Und Bach beginnt zu brodeln
Arash Safaians Bearbeitung des Barock-Komponisten lässt Neues entstehen
In der postmodernen Ära des „Anything goes“wird der Umgang zeitgenössischer Komponisten und Arrangeure mit klassischen Werken immer ungezwungener und weniger ehrfurchtsvoll. Gerade bei Bach: Es gibt inzwischen „Neue Brandenburgische Konzerte Nr. 7–12“, eine Zusammenstellung von Instrumentalsätzen aus Kantaten des Meisters, kompiliert und bearbeitet von Bruce Haynes. Was der in München lebende Komponist Arash Safaian mit seinen vier „Überbach“-Concerti vorstellt, geht weit darüber hinaus und war bei einem Konzert in Ev.

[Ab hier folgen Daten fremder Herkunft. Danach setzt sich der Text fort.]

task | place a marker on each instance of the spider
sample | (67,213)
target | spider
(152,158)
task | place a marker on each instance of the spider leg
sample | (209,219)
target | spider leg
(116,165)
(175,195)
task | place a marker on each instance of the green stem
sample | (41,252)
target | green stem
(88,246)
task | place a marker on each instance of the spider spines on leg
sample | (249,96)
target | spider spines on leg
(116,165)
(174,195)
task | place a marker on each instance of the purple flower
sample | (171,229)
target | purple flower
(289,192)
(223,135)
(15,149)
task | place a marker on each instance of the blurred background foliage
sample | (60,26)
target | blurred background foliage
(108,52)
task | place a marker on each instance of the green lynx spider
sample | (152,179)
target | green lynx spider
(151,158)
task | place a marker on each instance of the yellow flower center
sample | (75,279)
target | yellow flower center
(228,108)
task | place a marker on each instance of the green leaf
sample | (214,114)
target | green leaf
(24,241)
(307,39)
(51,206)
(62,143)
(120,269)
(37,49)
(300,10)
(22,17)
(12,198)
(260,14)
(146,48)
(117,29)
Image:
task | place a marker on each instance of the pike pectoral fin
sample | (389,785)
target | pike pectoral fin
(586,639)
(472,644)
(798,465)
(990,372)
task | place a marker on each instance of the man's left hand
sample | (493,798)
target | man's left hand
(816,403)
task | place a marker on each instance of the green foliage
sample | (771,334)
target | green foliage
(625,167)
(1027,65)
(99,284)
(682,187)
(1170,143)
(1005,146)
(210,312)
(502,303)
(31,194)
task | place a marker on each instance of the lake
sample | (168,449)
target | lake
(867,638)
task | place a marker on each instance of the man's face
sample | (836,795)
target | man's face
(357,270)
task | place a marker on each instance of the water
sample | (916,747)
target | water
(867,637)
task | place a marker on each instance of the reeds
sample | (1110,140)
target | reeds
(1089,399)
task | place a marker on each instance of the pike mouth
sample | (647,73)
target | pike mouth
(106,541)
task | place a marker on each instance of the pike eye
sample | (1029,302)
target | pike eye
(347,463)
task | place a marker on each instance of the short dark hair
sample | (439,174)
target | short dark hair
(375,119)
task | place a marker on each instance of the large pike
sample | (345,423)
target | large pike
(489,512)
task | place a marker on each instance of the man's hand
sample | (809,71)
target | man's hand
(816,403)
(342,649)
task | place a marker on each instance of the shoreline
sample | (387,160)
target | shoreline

St. Ulrich zu hören.
Safaian greift Motive, Themen oder ganze Abschnitte aus Bachs Werken heraus, konfrontiert sie miteinander, stellt sie in einen eigenen instrumentalen bzw. klanglichen Kontext und lässt daraus etwas Neues entstehen. Oder wie es Sebastian Knauer, Solist und Leiter des Konzerts, formulierte: Man hört Bach, ohne Bach zu hören. Da kann es sein, dass in einer Collage Fragmente einer Kantaten-Arie mit einem Orgelstück und einem ChorAufschrei aus der Johannespassion verknüpft werden. Oder dass das jedem Klavier-Eleven sattsam bekannte c-Moll-Präludium aus dem Wohltemperierten Klavier I sich zu einem wild brodelnden Konzertstück entwickelt. Wie überhaupt das Klangbild des Ganzen in Tempo und Dynamik immer wieder die Extreme sucht, rastlos angetrieben von Knauer, dem das fabelhafte Deutsche Kammerorchester mit rückhaltlosem Engagement folgte.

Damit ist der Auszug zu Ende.